The study is the first to quantify the problem, according to Dr. Stephen R. Pitts, the lead author and an associate professor of emergency medicine at Emory University. Examining records of acute care visits from 2001 to 2004, the researchers concluded that 28 percent took place in emergency rooms, including almost all of the visits made on weekends and after office hours.
More than half of acute care visits made by patients without health insurance were to emergency rooms, which are required by federal law to screen any patient who arrives there and treat those deemed in serious jeopardy. Not only does that pose a heavy workload and financial burden on hospitals, but it means that basic care is being provided in a needlessly expensive setting, often after long waits and with little access to follow-up treatment.
“More and more patients regard the emergency room as an acceptable or even proper place to go when they get sick,” Dr. Pitts said, “and the reality is that the E.R. is frequently the only option. Too often, patients can’t get the care they need, when they need it, from their family doctor.”
The new federal law is expected to bolster primary care by increasing reimbursement for practitioners, luring students into the field with incentives, expanding community health centers and encouraging new models known as accountable care organizations and patient-centered medical homes.

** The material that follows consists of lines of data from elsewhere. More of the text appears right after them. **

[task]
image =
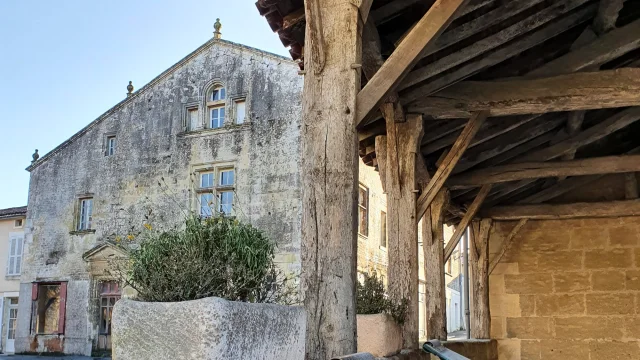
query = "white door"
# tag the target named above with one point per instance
(11, 327)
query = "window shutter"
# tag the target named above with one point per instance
(63, 306)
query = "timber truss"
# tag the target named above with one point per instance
(490, 109)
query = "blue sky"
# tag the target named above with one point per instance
(65, 62)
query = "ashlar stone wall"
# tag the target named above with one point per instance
(567, 289)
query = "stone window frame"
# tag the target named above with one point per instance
(193, 105)
(364, 208)
(216, 189)
(105, 143)
(35, 289)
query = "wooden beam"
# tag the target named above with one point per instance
(365, 9)
(402, 227)
(535, 170)
(610, 125)
(405, 56)
(564, 211)
(630, 186)
(508, 143)
(580, 91)
(558, 189)
(506, 245)
(329, 178)
(607, 15)
(489, 130)
(450, 161)
(433, 247)
(491, 42)
(466, 220)
(605, 48)
(481, 314)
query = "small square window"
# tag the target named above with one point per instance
(227, 178)
(85, 214)
(240, 111)
(192, 118)
(111, 145)
(206, 205)
(217, 117)
(206, 179)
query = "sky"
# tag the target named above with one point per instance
(63, 63)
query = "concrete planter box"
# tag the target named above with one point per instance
(379, 335)
(208, 329)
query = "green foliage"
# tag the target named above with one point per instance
(371, 299)
(218, 257)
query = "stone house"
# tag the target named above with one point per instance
(216, 132)
(12, 221)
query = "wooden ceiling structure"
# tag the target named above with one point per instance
(508, 57)
(518, 102)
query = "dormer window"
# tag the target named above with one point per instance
(216, 106)
(218, 93)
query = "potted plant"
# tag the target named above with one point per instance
(208, 290)
(378, 318)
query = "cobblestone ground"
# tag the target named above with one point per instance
(29, 357)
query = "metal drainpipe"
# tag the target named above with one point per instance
(467, 312)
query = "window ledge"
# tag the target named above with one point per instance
(205, 132)
(82, 232)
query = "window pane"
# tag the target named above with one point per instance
(240, 112)
(206, 180)
(226, 202)
(227, 178)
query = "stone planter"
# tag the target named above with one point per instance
(208, 329)
(379, 335)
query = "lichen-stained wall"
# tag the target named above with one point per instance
(152, 170)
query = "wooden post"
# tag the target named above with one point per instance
(330, 177)
(479, 250)
(402, 228)
(433, 246)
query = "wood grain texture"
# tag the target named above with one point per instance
(564, 211)
(449, 162)
(405, 56)
(579, 91)
(506, 245)
(499, 55)
(481, 313)
(487, 44)
(466, 220)
(329, 177)
(402, 226)
(433, 247)
(534, 170)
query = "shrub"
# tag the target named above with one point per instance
(217, 256)
(371, 299)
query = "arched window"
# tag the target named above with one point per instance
(216, 106)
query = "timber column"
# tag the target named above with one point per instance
(397, 157)
(330, 177)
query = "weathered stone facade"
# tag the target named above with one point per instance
(153, 171)
(568, 289)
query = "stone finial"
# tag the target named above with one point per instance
(217, 26)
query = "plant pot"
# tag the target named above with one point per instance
(379, 335)
(208, 329)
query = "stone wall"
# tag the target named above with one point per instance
(152, 173)
(568, 289)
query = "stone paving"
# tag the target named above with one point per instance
(33, 357)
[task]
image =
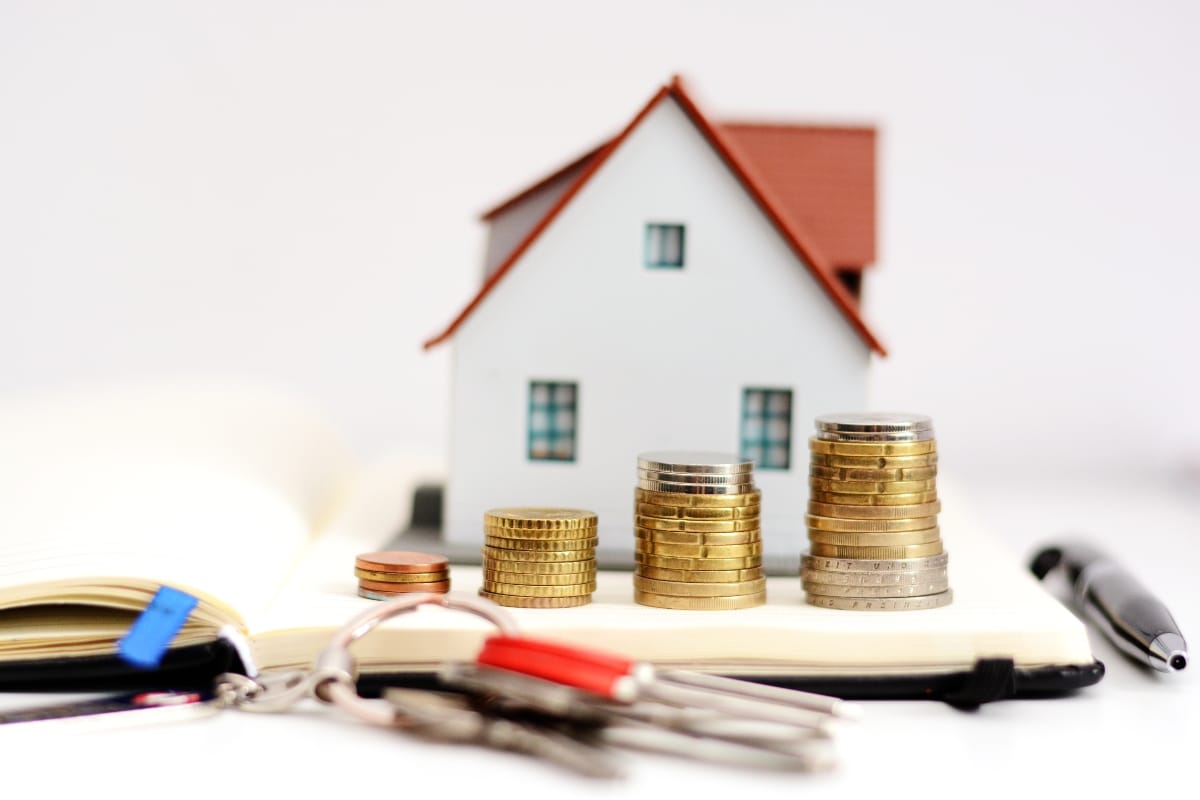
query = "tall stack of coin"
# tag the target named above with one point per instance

The authors warn that it might not be enough. “If history is any guide, things might not go as planned,” they wrote. “If primary care lags behind rising demand, patients will seek care elsewhere.”
A separate study in the same issue of Health Affairs illuminates another source of waste in the health care system — medical liability and defensive medicine.
The paper by three Harvard professors and a colleague at the University of Melbourne in Australia estimates that the medical-liability system added $55.6 billion to the cost of American medicine in 2008, equal to 2.4 percent of total health spending.
More than 8 of every 10 of those dollars — $45.6 billion — was attributed to defensive medicine by physicians who order unnecessary tests and procedures to protect themselves from malpractice claims.
While the dollar amount is “not trivial,” the authors noted that the fraction of total health spending “is less than some imaginative estimates put forward in the health reform debate.”
The authors, led by Michelle M. Mello of Harvard’s School of Public Health, estimated the cost of various components of the medical liability system, including payments to malpractice plaintiffs, defensive medicine, administrative costs like legal fees and lost time by clinicians. Rigorous estimates have been scarce in the past, they wrote, while adding that their own calculations “should be interpreted cautiously.”
The new health law did not make substantial changes to the medical liability system, despite Republican calls for restrictions on malpractice claims.
“Reforms that offer the prospect of reducing these costs have modest potential to exert downward pressure on overall health spending,” the study concluded. “Reforms to the health care delivery system, such as alterations to the fee-for-service reimbursement system and the incentives it provides for overuse, probably provide greater opportunities for savings.”